Com base em um comunicado do Centro Cultural Russo no Cairo, repercutido pela Agência de Notícias do Oriente Médio (MENA), parceira da TV BRICS, o festival contou com a participação de 135 filmes estudantis de Egito, Rússia, China, Índia, Brasil, Indonésia, Tailândia e África do Sul.
Os filmes concorreram nas categorias de curta-metragem de ficção de até 20 minutos, documentário de até 15 minutos e animação de até 10 minutos, com o objetivo de apoiar jovens talentos do cinema e fortalecer o intercâmbio cultural entre os países do BRICS.
Na categoria geral, o filme russo "Terra das Salamandras", da diretora Ekaterina Ulianova, venceu o prêmio de melhor animação. O filme chinês "Princesa Ariel" recebeu o prêmio de melhor curta-metragem de ficção, e o filme indiano "Aqui, Entre Estranhos" foi premiado como melhor documentário de curta-metragem.

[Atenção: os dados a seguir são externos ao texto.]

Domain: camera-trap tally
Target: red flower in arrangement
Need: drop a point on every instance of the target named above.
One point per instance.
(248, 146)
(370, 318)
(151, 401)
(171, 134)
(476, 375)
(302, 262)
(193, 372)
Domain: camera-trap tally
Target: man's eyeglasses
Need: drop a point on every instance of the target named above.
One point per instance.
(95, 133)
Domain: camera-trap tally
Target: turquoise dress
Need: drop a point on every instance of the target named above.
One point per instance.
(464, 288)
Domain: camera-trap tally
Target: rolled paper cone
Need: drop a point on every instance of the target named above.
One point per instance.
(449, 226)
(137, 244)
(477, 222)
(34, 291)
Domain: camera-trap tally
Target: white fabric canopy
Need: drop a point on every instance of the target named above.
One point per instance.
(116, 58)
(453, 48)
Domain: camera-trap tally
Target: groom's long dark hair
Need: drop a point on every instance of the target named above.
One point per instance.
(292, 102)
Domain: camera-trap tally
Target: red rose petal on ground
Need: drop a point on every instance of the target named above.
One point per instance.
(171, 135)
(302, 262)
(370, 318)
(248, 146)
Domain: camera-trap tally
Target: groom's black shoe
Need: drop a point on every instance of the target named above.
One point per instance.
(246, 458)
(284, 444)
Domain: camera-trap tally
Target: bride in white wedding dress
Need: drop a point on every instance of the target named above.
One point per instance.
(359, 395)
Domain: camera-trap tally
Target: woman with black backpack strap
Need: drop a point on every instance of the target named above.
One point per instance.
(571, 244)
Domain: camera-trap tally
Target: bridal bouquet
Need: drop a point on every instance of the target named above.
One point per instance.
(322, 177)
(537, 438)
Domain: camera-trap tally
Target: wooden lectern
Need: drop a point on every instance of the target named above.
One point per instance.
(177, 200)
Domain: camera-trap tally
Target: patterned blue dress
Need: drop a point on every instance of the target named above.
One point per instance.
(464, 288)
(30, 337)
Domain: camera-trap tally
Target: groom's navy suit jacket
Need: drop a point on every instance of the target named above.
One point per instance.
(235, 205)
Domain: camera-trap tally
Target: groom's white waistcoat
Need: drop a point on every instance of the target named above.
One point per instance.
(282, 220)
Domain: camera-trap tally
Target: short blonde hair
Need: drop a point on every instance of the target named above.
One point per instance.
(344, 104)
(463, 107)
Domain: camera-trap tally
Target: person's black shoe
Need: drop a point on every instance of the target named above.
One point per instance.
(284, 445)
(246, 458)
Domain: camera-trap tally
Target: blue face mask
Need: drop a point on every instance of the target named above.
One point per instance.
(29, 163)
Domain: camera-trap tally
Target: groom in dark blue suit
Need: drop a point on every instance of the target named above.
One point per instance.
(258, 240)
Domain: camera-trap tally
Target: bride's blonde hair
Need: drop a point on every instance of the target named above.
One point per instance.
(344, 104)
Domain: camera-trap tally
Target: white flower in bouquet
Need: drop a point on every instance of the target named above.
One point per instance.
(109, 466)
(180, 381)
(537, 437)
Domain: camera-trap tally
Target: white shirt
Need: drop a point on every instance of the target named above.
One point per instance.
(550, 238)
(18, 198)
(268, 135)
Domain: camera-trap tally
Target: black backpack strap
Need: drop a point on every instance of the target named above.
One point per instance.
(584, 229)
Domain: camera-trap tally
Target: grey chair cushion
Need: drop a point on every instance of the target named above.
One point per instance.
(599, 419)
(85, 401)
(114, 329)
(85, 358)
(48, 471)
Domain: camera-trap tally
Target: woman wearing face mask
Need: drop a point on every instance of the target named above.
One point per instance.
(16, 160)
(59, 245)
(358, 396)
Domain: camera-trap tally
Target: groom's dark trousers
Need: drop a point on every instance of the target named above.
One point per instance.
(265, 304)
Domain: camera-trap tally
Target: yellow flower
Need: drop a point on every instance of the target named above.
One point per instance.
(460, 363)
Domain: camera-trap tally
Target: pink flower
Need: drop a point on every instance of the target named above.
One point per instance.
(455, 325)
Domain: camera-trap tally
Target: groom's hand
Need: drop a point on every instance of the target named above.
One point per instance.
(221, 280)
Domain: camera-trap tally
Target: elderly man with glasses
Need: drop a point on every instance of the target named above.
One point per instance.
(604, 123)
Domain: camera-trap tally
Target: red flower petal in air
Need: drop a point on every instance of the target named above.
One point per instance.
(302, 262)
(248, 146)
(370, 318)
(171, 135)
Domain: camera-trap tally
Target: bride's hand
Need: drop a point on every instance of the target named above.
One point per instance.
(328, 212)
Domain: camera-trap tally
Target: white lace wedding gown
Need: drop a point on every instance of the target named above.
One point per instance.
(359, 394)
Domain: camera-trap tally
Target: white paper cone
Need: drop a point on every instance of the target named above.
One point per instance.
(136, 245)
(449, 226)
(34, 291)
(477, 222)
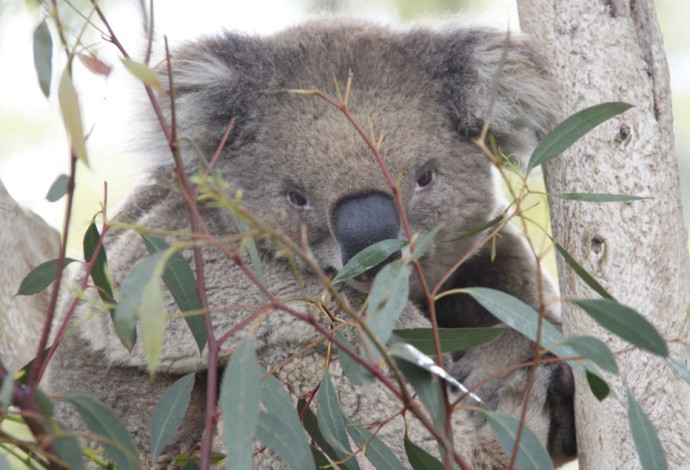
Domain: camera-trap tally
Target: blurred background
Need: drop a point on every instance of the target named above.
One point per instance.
(33, 143)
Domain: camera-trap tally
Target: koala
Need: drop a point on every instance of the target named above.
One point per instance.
(299, 165)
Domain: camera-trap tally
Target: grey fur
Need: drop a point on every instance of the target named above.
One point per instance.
(425, 92)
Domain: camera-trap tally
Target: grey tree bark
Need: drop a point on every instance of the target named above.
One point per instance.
(611, 50)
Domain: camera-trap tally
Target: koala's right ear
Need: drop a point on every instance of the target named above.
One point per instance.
(486, 74)
(215, 80)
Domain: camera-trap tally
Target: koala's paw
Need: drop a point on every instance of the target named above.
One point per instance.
(550, 413)
(562, 444)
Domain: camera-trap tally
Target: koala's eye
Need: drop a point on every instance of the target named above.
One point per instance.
(298, 200)
(425, 179)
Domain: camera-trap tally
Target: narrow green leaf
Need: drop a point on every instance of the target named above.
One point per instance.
(103, 423)
(6, 391)
(330, 420)
(129, 309)
(311, 425)
(388, 299)
(479, 229)
(569, 131)
(652, 456)
(531, 453)
(40, 277)
(58, 188)
(180, 281)
(452, 339)
(600, 389)
(423, 243)
(680, 368)
(375, 449)
(625, 322)
(524, 319)
(352, 369)
(320, 459)
(71, 116)
(142, 72)
(368, 258)
(596, 197)
(419, 458)
(584, 275)
(99, 272)
(43, 56)
(595, 350)
(169, 412)
(240, 395)
(280, 429)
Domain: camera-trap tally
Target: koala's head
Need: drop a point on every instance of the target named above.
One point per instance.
(424, 95)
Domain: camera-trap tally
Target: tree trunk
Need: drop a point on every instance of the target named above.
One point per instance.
(611, 50)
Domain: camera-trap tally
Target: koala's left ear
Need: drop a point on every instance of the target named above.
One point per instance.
(485, 74)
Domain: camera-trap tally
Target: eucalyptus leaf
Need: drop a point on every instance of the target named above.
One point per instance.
(71, 116)
(99, 271)
(103, 424)
(647, 443)
(240, 396)
(132, 297)
(600, 389)
(58, 188)
(368, 258)
(625, 322)
(43, 56)
(169, 412)
(40, 277)
(419, 458)
(330, 420)
(145, 74)
(570, 130)
(180, 281)
(378, 453)
(531, 454)
(452, 339)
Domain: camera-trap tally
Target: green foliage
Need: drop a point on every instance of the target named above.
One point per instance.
(240, 396)
(419, 458)
(43, 56)
(368, 258)
(58, 188)
(452, 339)
(647, 443)
(573, 128)
(179, 279)
(169, 412)
(40, 277)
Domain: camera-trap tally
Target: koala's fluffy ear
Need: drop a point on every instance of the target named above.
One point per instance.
(214, 80)
(475, 67)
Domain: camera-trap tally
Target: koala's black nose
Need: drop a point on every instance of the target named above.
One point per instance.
(360, 221)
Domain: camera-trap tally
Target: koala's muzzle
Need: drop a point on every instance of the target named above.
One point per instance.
(360, 221)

Na categoria de participação egípcia, o filme "Sonho Particular", do diretor Ayman Salam, conquistou o prêmio de melhor curta-metragem de ficção. O filme "Cairo", do diretor Ahmed Alaa Ismail, venceu na categoria de melhor documentário, enquanto "Para Onde", do diretor Omar Hossam Eldin, levou o prêmio de melhor animação.
Nesse contexto, a diretora da Escola Árabe de Cinema e Televisão e presidente do festival, Mona El-Sabban, manifestou o desejo de que os países do BRICS abracem o evento e ampliem sua participação, aprofundando o diálogo e a cooperação entre os jovens cineastas do grupo.
Por sua vez, o vice-diretor da Casa Russa no Cairo, Denis Brunikov, afirmou que a participação dos estudantes russos no festival se enquadra no interesse de fortalecer o diálogo com o cinema egípcio, que ocupa uma posição de destaque no mundo árabe, manifestando sua satisfação com a vitória do filme russo.
O diretor de atividades culturais do Centro Russo, Sherif Gad, destacou que o festival é uma iniciativa de grande valor e merece todo o apoio, pois torna possível a abertura de novas perspectivas para o intercâmbio cultural e artístico entre jovens cineastas do BRICS e aproxima os festivais de cinema das nações do grupo.
As festividades foram encerradas com a homenagem à equipe organizadora e aos voluntários, com a confirmação de que o festival representa um passo importante rumo à criação de uma plataforma permanente de apoio ao cinema jovem dentro e fora dos países do BRICS.